Saturday 1st of May 2010

Gotta agree with Alabaster Cow above. I think that whatever is we choose to do, whether it be join the working force or stay home and take of the kids, it's how we choose to do those tasks that make the legacy, the lasting impression.

Found you from Theta Mom... now following.

alabaster cow

Saturday 1st of May 2010

thanks for following alabaster cow! :) i have most certainly returned the favor.

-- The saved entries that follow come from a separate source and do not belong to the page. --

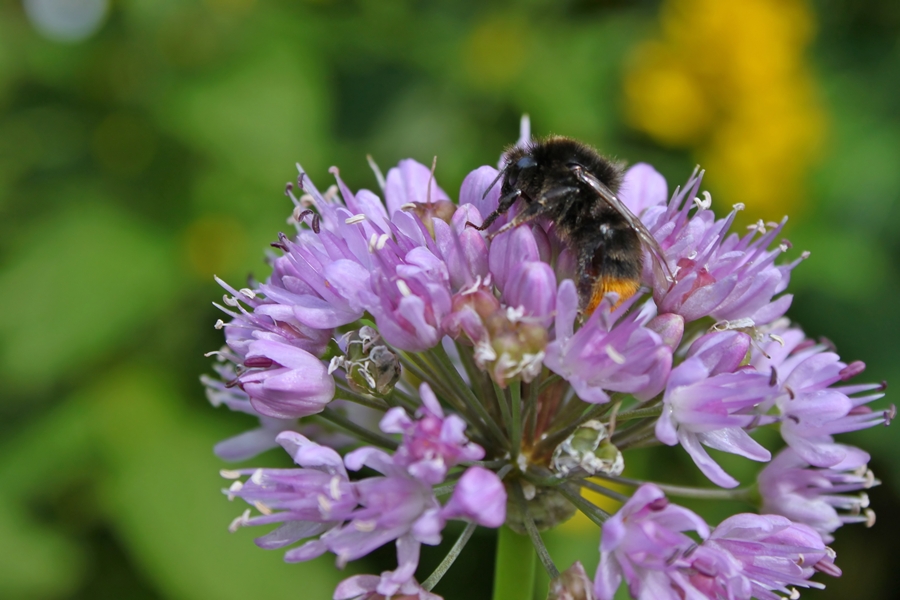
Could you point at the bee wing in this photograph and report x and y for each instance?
(607, 196)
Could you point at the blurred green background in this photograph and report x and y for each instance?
(144, 147)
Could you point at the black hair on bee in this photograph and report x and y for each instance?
(572, 185)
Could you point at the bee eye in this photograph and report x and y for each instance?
(526, 162)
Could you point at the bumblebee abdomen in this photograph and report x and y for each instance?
(610, 260)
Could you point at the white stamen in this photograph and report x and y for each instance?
(522, 463)
(364, 526)
(528, 490)
(870, 478)
(614, 355)
(705, 203)
(404, 289)
(257, 477)
(759, 226)
(473, 288)
(262, 508)
(236, 486)
(240, 521)
(334, 487)
(870, 517)
(336, 363)
(484, 353)
(514, 315)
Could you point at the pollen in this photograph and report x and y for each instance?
(624, 288)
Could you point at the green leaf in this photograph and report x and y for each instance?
(83, 280)
(163, 497)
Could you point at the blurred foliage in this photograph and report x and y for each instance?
(144, 148)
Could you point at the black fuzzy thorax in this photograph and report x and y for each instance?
(604, 244)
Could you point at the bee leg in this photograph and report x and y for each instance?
(531, 212)
(505, 203)
(314, 222)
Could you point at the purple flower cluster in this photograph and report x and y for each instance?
(453, 363)
(746, 556)
(352, 518)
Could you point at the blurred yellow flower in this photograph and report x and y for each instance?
(730, 81)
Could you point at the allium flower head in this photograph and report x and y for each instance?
(419, 366)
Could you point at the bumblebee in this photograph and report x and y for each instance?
(572, 185)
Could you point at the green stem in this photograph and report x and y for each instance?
(344, 393)
(744, 493)
(346, 424)
(640, 413)
(514, 569)
(448, 561)
(515, 405)
(445, 365)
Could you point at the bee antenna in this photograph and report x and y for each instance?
(493, 183)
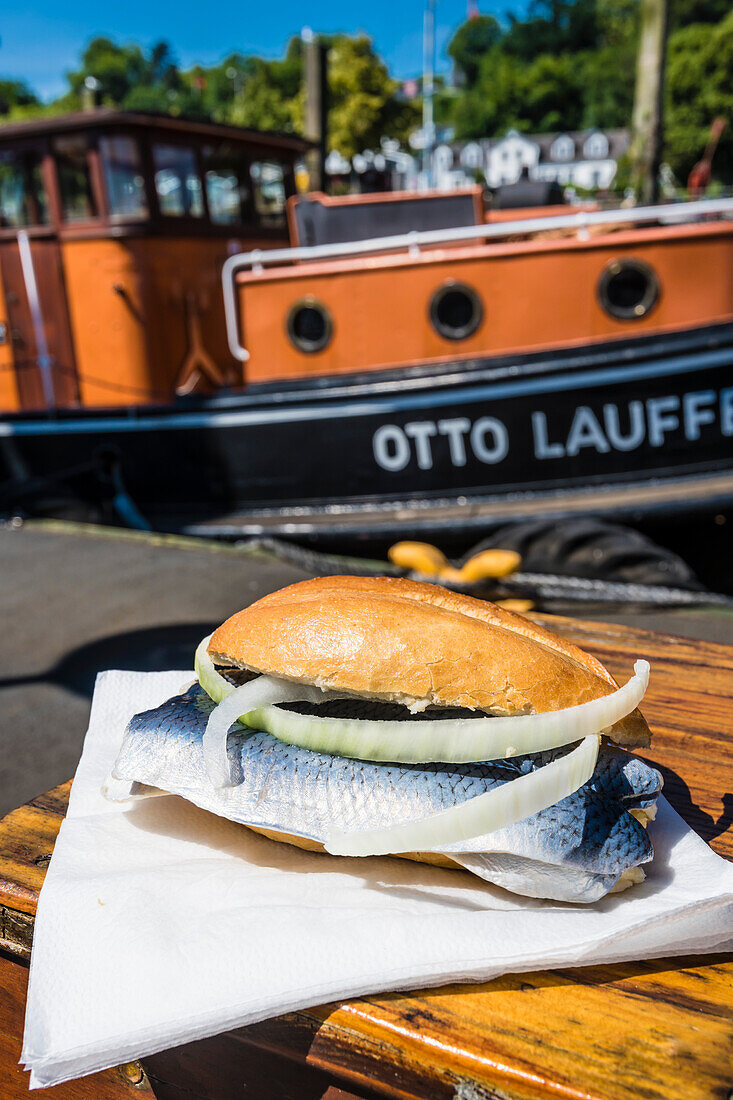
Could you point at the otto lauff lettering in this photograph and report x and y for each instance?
(624, 427)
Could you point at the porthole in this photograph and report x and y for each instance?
(456, 310)
(309, 325)
(627, 289)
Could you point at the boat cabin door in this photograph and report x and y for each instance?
(36, 330)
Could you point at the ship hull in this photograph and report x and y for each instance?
(624, 428)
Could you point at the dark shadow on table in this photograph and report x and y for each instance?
(150, 649)
(679, 795)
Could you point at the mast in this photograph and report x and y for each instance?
(428, 88)
(647, 121)
(316, 107)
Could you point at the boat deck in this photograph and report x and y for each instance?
(81, 600)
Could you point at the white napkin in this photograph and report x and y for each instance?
(159, 923)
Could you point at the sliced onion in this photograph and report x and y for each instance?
(512, 802)
(453, 740)
(212, 682)
(259, 692)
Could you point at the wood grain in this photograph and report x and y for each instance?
(660, 1030)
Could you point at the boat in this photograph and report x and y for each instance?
(401, 363)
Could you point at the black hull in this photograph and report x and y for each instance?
(631, 429)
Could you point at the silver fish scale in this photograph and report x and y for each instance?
(294, 790)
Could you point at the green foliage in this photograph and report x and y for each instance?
(553, 26)
(699, 89)
(14, 95)
(133, 79)
(567, 65)
(470, 42)
(363, 99)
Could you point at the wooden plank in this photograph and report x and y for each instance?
(124, 1082)
(657, 1030)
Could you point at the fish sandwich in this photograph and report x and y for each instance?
(368, 716)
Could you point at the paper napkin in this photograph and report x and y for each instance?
(159, 923)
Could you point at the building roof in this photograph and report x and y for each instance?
(104, 117)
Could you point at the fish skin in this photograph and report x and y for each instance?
(575, 850)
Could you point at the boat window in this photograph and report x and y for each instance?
(627, 289)
(309, 325)
(456, 310)
(123, 177)
(269, 190)
(74, 182)
(228, 189)
(22, 197)
(177, 183)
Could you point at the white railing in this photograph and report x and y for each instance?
(675, 212)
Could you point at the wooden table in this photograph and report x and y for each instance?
(660, 1029)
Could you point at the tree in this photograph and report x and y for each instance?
(645, 150)
(364, 103)
(553, 26)
(133, 79)
(15, 94)
(699, 89)
(495, 101)
(470, 42)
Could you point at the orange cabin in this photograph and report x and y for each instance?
(461, 300)
(113, 229)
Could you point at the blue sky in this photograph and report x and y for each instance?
(41, 41)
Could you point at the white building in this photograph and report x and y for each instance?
(586, 158)
(583, 158)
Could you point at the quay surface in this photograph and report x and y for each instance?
(75, 601)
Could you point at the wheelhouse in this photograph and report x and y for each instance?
(113, 229)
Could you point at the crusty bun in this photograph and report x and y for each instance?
(414, 644)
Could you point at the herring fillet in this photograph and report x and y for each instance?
(306, 793)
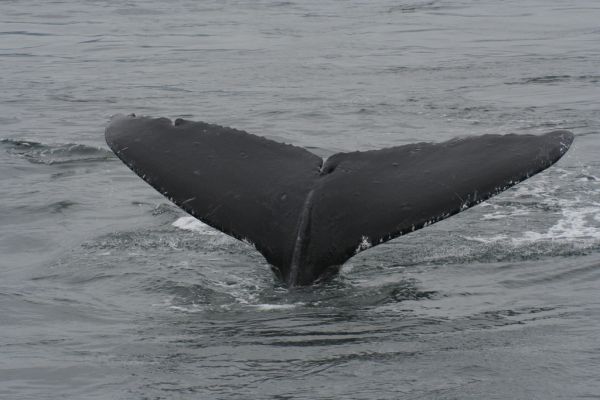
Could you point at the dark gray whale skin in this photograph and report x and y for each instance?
(307, 216)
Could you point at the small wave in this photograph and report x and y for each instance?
(192, 224)
(549, 79)
(39, 153)
(576, 227)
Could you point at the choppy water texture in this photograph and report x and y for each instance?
(109, 292)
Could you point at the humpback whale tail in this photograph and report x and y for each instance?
(306, 216)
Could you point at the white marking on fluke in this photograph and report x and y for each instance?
(364, 244)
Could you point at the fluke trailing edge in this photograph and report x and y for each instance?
(307, 216)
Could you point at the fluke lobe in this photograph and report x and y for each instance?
(307, 216)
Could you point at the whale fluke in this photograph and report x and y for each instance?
(306, 216)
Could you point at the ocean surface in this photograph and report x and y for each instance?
(108, 291)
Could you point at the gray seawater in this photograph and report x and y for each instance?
(107, 291)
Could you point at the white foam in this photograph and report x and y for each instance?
(190, 223)
(271, 307)
(496, 215)
(487, 240)
(573, 225)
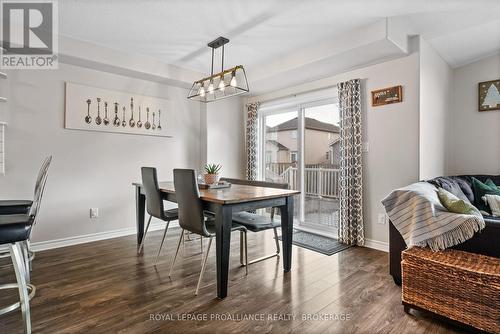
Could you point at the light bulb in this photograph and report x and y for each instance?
(233, 82)
(222, 85)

and i tell myself i'm leaving a legacy even though i stay at home and probably didn't even need to go to college. :p but seriously, i think you make an imprint on people's lives no matter what you do. in fact, some of the most influential people in my life haven't been people who are big wigs in the working world or have given all their things to charity to help out the poor (although people like that are certainly awesome). the people i look up to the most and who have made me who i am are the people who have loved me with no hidden agenda. that's meant the most to me.

Ginny Marie

Saturday 1st of May 2010

I taught for 13 years, and then when I became pregnant I became a stay-at-home mom. I left a wonderful school, and there may not be an opening for me when I go back to teaching. It was a very hard decision to make! I love staying home with my daughters, and raising them is building a legacy too!

Good luck with your decision...there's no easy answer!

Happy SITS Saturday Sharefest!

Sweet August

Saturday 1st of May 2010

I really enjoyed reading this. I understand your struggle and I honestly believe each path will be hard - whichever you choose - but both will be worth it, in their own ways.

Mighty M

Friday 30th of April 2010

I think you will have that opportunity whether you continue in your current profession or not.... But I understand the conflict.